The village of Briskwater crouches at the base of a dam wall, where nothing but moss and lung rot can grow. The villagers’ livelihoods depend entirely upon the river, and upon holding its killing power at bay. Everything in the town and story, then, references death and water. Mould grows rampant; spray hangs in the air; and the little dead girl, water dripping constantly from her dress, walks among them, waiting for them to come to her. She’s yielding, and quiescent; she hunts by waiting and kills by accepting. All of the stories in the collection touch on the fear that being yourself earns punishment, but it was the writing of The Briskwater Mare which brought that theme into focus for me.

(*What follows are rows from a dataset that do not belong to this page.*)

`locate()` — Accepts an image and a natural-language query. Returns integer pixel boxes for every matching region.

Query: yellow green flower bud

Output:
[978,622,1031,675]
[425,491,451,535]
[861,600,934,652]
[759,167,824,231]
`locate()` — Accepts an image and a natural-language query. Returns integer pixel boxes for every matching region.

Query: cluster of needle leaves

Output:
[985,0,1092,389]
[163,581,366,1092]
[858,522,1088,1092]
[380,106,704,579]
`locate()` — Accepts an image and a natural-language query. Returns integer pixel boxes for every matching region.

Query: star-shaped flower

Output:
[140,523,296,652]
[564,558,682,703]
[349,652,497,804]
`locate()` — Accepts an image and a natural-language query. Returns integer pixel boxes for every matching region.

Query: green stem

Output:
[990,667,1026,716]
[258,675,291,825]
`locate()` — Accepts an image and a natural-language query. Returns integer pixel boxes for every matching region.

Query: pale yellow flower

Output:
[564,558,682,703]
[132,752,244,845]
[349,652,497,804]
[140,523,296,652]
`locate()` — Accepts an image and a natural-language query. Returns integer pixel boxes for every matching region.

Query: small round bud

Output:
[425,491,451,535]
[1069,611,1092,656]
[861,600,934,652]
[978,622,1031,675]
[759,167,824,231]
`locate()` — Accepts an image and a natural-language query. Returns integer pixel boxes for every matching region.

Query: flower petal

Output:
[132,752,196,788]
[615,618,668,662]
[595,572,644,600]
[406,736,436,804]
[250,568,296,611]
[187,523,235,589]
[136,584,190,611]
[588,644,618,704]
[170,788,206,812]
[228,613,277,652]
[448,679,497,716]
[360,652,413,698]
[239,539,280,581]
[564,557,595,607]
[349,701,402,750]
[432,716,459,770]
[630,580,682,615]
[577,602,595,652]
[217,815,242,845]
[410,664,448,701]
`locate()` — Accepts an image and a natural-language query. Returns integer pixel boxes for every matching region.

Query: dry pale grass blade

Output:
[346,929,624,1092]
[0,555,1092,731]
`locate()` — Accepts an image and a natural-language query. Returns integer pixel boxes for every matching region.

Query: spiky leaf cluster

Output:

In The Miseducation of Mara Lys, I started with a single premise: that the most prestigious position in society, a clockmaker, was always a blind person. That the school which trained the clockmakers in fact demanded blindness. It was a compellingly horrific thought: how would such a practice form and inform the society surrounding it? It was also the perfect metaphor for a society which prided itself upon being a meritocracy — which, of course, like any attempt to sort on talent and aptitude, is eventually crippled and corrupted by socio-economic factors advantaging some at the cost of others, and only those occupying the most privileged positions can afford to remain blind to the inequalities which helped lift and keep them there. The corruption is reflected in the world Mara encounters: grubs chew away at the academy’s foundations, staining and pitting the stone; the library she revered has become a mechanism for locking away knowledge. As in a desert, where every life must go into feeding another’s and the very air will drink a person dry, everything in Mara’s world is being eaten from the inside out. And for such a relentless environment, it made sense that its creatures – monster and human alike – would be similarly relentless, simultaneously immune to time and a part of making it.
The Cherry Crow Children of Haverny Wood began with the creatures: the cherry crows flitting through the forest; the coffin dogs, screaming at their grisly feasts of a night; and of course the forest itself, preying upon the people who dare tread its byways. It was such a close, oppressive, unpredictable atmosphere, I knew at once the only society which could survive there was one which either prized the unpredictability and enforced solitude, or one which scorned it. It took me several drafts before I realised there were in fact two societies hidden among those trees, one of each — the wild and creative sourkinde, children of the forest who staved off death by embracing its inevitability; and the staid and suspicious Haverners, who disdained any form of dreaming and found safety in such a degree of routine and repetition that it stifled their ability to raise any questions.
Individually, the stories are (for me) tales of isolation, grim wonders, and inner landscapes laid atop the world.
Taken as a whole, they’re a promise that the monsters which haunt and hunt us are of our own making, formed out of the creatures we accept into our lives, even (especially!) if that be by ignoring their presence. Because, for me, true terror isn’t in fangs or claws, but lies instead in what lurks beneath the known and familiar. It lies in our choices, conscious or otherwise, whether the consensus be willing or not. What will we accept? To what will we turn a blind eye, and why?